Crane does this by referring to characters with very nonspecifically. This is best displayed in how Crane refers to the main character as “the Youth”(Crane 12). This suggests that Henry is symbolic of the entire age group of juvenile men who signed up to fight in the Civil War. He also does not provide specific names for the other soldiers, instead he describes them as “the tall soldier” and “the loud soldier” (Crane 21). While Realism focuses on the individual, Naturalism focuses on the big picture of people as a whole. This is one of the significant nuances that differentiates the Realism and Naturalism movements.
Nevertheless, the two novels as well as the two movements share are many similar components as well, of which is seen in the rhetoric used by Crane and Twain. In both novels, the point of view of the stories are set as in the eyes of typical, adolescent boys. Outside these movements it was common for authors to concentrate on extraordinary and heroic characters. In both movements, writers sought to describe the ordinary people and the everyday situations they dealt with. In The Red Badge of Courage, Henry was a normal, young boy who decided to join the war efforts seeking adventure and to fulfill his duty.
The youth soon finds war as more of a waiting game, exposing the reality of war.
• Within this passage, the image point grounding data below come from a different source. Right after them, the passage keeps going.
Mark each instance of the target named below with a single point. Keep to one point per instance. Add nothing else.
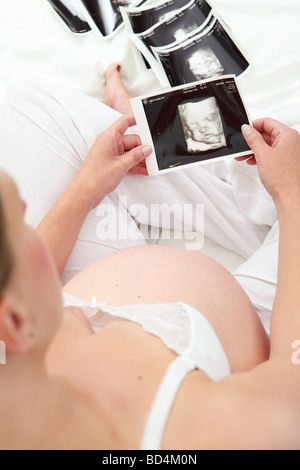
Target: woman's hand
(113, 155)
(276, 150)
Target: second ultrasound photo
(192, 124)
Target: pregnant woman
(157, 347)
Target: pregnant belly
(151, 275)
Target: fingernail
(147, 151)
(247, 130)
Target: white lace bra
(183, 330)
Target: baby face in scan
(183, 32)
(205, 64)
(202, 125)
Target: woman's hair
(6, 262)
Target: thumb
(136, 156)
(254, 139)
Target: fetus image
(183, 32)
(121, 3)
(205, 64)
(202, 125)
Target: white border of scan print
(146, 137)
(95, 28)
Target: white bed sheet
(35, 42)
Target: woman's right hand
(276, 150)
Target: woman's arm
(277, 154)
(260, 409)
(112, 156)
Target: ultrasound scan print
(70, 14)
(146, 18)
(183, 32)
(205, 64)
(106, 13)
(203, 134)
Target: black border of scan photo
(191, 125)
(176, 28)
(226, 56)
(104, 16)
(71, 16)
(141, 19)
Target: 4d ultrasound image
(205, 64)
(207, 133)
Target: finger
(131, 141)
(267, 125)
(123, 124)
(254, 139)
(136, 156)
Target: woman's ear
(15, 330)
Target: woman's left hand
(112, 156)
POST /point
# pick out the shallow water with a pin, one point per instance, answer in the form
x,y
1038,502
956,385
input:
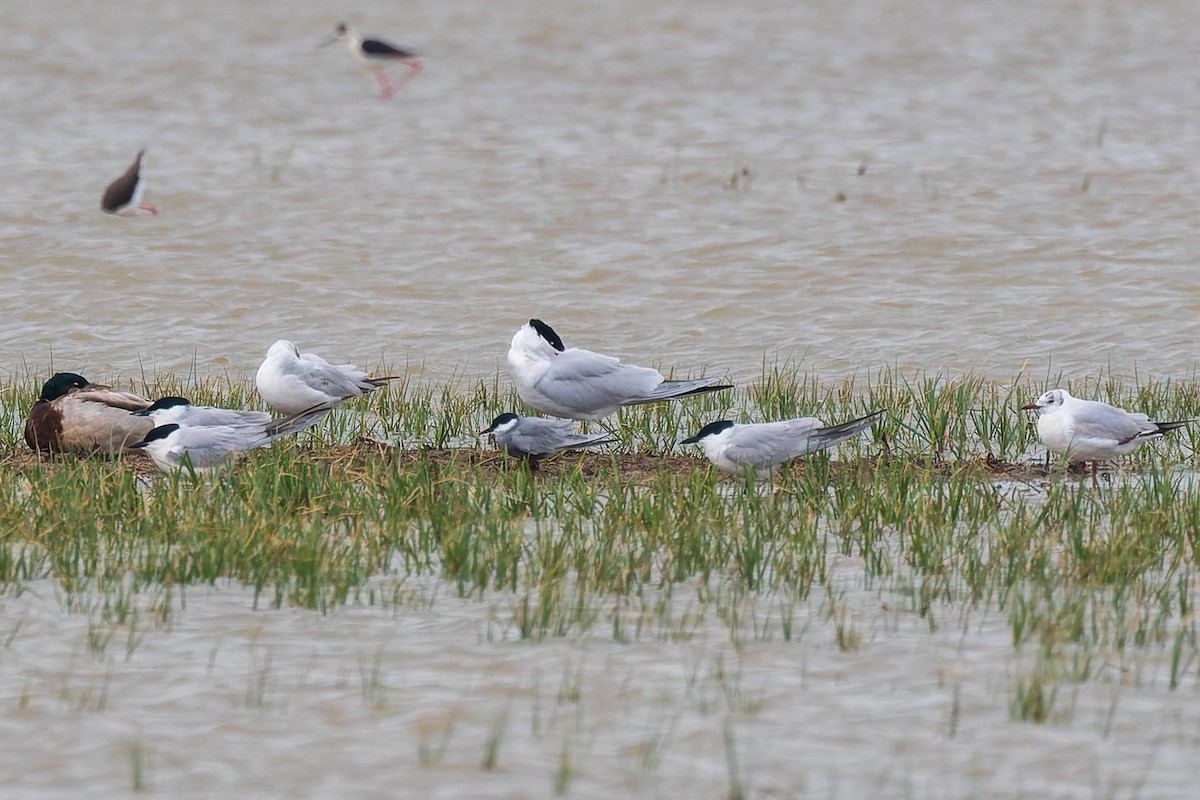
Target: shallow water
x,y
928,185
660,182
407,699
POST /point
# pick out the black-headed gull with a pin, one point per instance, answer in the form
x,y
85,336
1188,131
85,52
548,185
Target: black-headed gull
x,y
534,438
1092,431
73,415
585,385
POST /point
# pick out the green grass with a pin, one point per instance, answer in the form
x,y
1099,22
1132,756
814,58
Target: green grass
x,y
1080,572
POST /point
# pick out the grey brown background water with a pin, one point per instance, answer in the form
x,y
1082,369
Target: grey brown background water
x,y
1020,186
1029,188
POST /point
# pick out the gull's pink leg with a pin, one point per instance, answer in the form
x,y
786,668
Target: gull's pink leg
x,y
384,86
414,67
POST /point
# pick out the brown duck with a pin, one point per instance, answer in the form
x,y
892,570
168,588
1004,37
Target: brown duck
x,y
73,415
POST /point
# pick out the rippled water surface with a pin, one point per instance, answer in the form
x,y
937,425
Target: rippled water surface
x,y
931,185
935,185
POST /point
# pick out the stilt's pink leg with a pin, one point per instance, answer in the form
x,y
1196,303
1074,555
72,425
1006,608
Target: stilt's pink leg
x,y
414,67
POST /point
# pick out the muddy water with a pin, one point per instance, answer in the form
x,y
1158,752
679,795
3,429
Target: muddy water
x,y
409,701
940,185
930,185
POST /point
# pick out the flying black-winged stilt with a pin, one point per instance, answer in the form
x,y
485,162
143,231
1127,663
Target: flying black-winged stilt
x,y
373,53
124,196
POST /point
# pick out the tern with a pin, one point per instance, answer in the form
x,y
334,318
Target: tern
x,y
73,415
762,446
124,196
1090,431
535,438
180,410
291,382
373,53
583,385
175,446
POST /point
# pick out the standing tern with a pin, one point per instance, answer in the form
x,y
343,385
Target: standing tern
x,y
762,446
124,196
585,385
291,382
534,438
73,415
373,53
1090,431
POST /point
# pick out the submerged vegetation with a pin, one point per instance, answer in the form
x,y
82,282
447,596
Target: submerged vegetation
x,y
946,510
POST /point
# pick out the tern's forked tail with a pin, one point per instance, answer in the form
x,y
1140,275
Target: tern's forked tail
x,y
679,389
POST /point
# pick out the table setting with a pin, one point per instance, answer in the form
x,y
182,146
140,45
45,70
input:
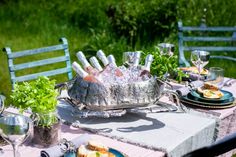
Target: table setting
x,y
128,106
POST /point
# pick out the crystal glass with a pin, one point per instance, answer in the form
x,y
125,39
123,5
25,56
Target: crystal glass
x,y
200,59
15,129
166,49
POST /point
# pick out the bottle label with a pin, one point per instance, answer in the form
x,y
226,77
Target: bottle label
x,y
79,70
82,59
95,63
102,57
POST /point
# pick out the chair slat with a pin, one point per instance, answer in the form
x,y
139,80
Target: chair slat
x,y
36,51
210,48
39,63
213,39
36,75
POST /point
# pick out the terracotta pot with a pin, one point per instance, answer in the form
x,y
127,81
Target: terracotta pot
x,y
46,136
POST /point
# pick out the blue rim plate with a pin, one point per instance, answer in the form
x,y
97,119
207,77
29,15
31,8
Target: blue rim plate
x,y
117,153
227,96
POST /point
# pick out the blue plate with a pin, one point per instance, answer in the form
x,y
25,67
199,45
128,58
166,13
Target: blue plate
x,y
227,96
117,153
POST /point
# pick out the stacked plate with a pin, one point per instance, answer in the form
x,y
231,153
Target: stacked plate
x,y
196,99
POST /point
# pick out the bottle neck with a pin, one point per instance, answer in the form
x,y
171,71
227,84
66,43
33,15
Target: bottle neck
x,y
77,68
148,62
137,56
95,63
101,55
82,59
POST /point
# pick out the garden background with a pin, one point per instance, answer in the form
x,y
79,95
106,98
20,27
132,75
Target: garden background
x,y
115,26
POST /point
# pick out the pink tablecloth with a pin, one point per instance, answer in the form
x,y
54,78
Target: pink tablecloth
x,y
227,117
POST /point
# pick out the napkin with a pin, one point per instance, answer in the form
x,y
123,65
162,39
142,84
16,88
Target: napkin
x,y
193,85
57,150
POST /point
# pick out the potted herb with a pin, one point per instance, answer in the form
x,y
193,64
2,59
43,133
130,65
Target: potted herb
x,y
40,96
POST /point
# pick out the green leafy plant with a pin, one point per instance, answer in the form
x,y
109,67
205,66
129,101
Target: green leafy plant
x,y
163,64
40,96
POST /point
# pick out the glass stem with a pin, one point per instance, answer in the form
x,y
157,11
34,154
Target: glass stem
x,y
15,150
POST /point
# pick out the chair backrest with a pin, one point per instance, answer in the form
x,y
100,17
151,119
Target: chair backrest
x,y
36,62
212,39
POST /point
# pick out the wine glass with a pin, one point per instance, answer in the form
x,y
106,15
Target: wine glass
x,y
15,129
200,59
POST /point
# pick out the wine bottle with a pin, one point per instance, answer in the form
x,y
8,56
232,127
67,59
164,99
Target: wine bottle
x,y
87,67
137,56
93,60
147,66
111,59
79,70
109,66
Instead of only depicting the high speed action of battles, Crane mostly describes the long weeks where nothing would happen and Henry was left with only his thoughts. In addition, it was common for war novels to take place in the point of view of renowned generals and famous warriors; however, Crane allowed his main character to be able to relate to the American, thus making readers to have a closer, more personal connection with Henry. Mark Twain also accomplished this by making his character a restless commoner living in Mississippi. He was not a heroic character like protagonists often are; he did what he pleased whether it was right or not. This depicted the realistic details of actual life, which is a large aspect of both movements.
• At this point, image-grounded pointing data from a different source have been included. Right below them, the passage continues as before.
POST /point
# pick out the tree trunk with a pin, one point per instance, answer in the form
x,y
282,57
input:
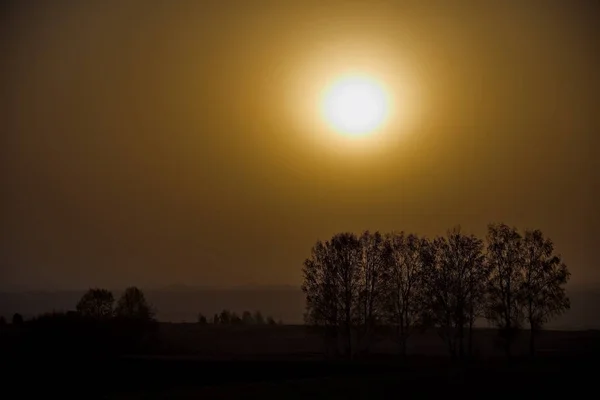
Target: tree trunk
x,y
470,337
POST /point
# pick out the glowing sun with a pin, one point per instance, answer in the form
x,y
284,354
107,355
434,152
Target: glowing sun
x,y
355,105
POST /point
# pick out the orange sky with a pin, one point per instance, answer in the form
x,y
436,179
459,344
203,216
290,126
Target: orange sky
x,y
157,142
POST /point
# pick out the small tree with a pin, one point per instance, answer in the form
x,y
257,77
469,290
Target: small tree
x,y
225,317
133,305
543,286
96,303
247,318
405,286
258,318
17,319
235,319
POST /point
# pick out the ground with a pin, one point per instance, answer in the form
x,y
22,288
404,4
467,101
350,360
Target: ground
x,y
287,362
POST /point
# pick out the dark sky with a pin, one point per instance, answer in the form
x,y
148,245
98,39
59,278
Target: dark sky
x,y
156,142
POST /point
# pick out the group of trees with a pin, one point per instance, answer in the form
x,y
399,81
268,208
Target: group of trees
x,y
354,285
227,317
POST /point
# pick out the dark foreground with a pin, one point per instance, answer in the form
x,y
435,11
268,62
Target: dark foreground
x,y
384,377
190,361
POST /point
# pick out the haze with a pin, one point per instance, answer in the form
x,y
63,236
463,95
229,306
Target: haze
x,y
155,143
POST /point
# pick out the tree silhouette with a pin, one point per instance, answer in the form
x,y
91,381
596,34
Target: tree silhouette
x,y
373,266
258,318
225,317
247,318
543,290
235,319
404,288
457,263
505,260
17,319
332,283
96,303
133,305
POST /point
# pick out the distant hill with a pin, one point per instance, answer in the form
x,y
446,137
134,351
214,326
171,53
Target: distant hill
x,y
181,303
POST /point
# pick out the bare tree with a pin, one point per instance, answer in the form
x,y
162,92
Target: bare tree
x,y
505,260
332,283
404,287
373,274
247,318
132,304
258,318
96,303
451,287
225,317
458,263
543,286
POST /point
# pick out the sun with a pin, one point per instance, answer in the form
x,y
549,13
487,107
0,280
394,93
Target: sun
x,y
355,105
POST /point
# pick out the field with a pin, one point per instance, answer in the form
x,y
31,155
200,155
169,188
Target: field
x,y
193,361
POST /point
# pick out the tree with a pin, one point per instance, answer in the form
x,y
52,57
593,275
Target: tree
x,y
372,275
96,303
258,318
247,318
453,287
543,286
404,288
17,319
235,319
332,283
133,305
225,317
505,261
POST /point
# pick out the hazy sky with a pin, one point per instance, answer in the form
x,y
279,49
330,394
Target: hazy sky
x,y
160,142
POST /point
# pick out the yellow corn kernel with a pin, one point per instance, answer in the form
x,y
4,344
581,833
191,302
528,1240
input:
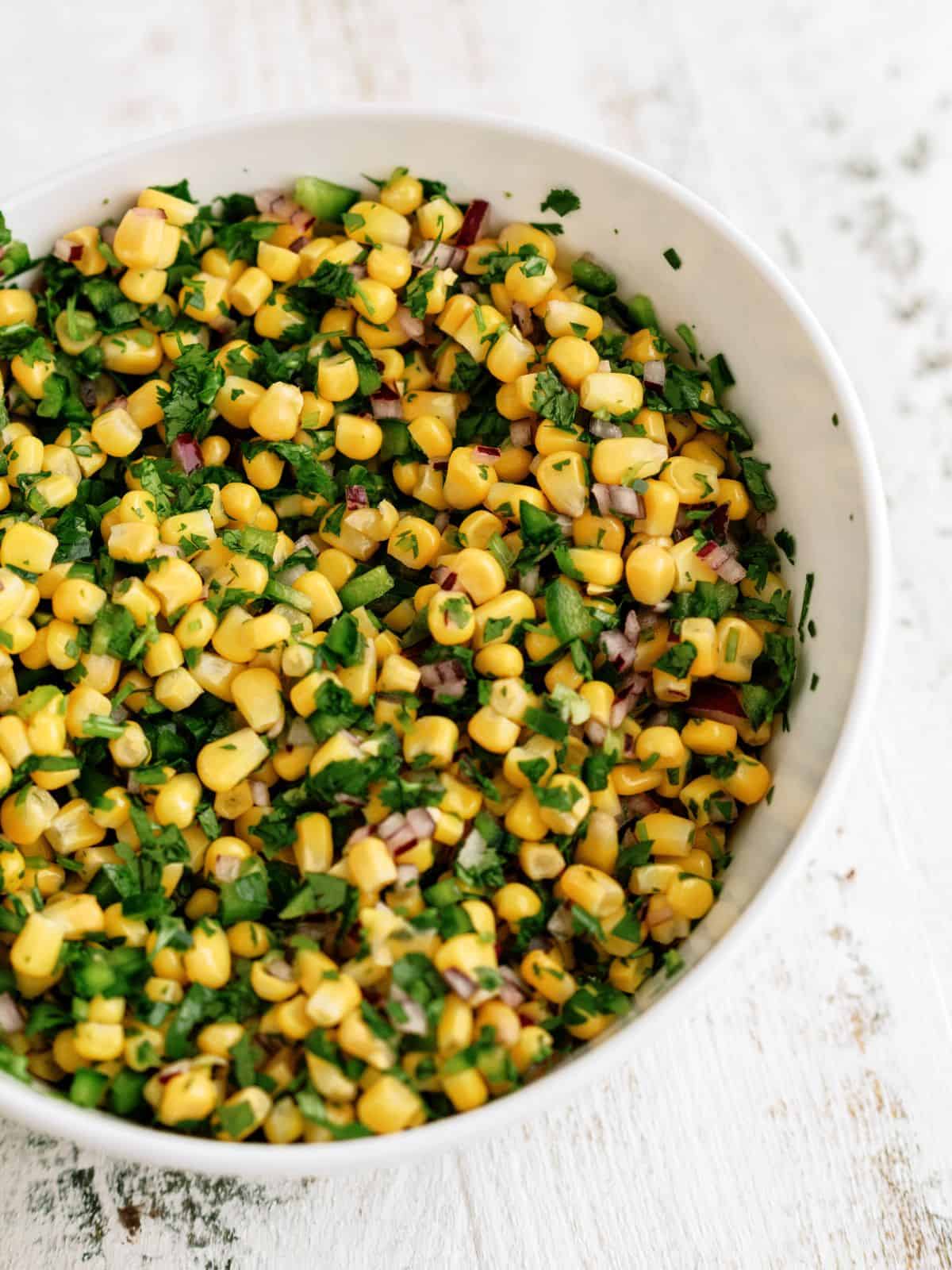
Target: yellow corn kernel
x,y
750,781
17,305
433,736
357,437
374,222
516,902
451,619
739,645
708,737
132,352
27,546
36,950
177,690
228,761
620,459
693,480
547,977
The overlapping time periods of Realism and Naturalism contribute to the many congruent components of the two; however, they have several very distinct features exhibited in The Adventures of Huckleberry Finn and The Red Badge of Courage. This is established through the authors’ choices including names, characters, point of view, and plot, through the use of diction and imagery. The people of this time period needed literature to not only entertain them, but help them deal with the cruel reality of the world without them, and these two movements accomplished just that. Works Cited Crane, Stephen, and Henry Binder. The Red Badge of Courage: An Episode of the American Civil War. New York: Norton, 1982.
Print. Twain, Mark, and E. W. Kemble. The Adventures of Huckleberry Finn. Pleasantville, NY: Reader’s Digest Association, 1986.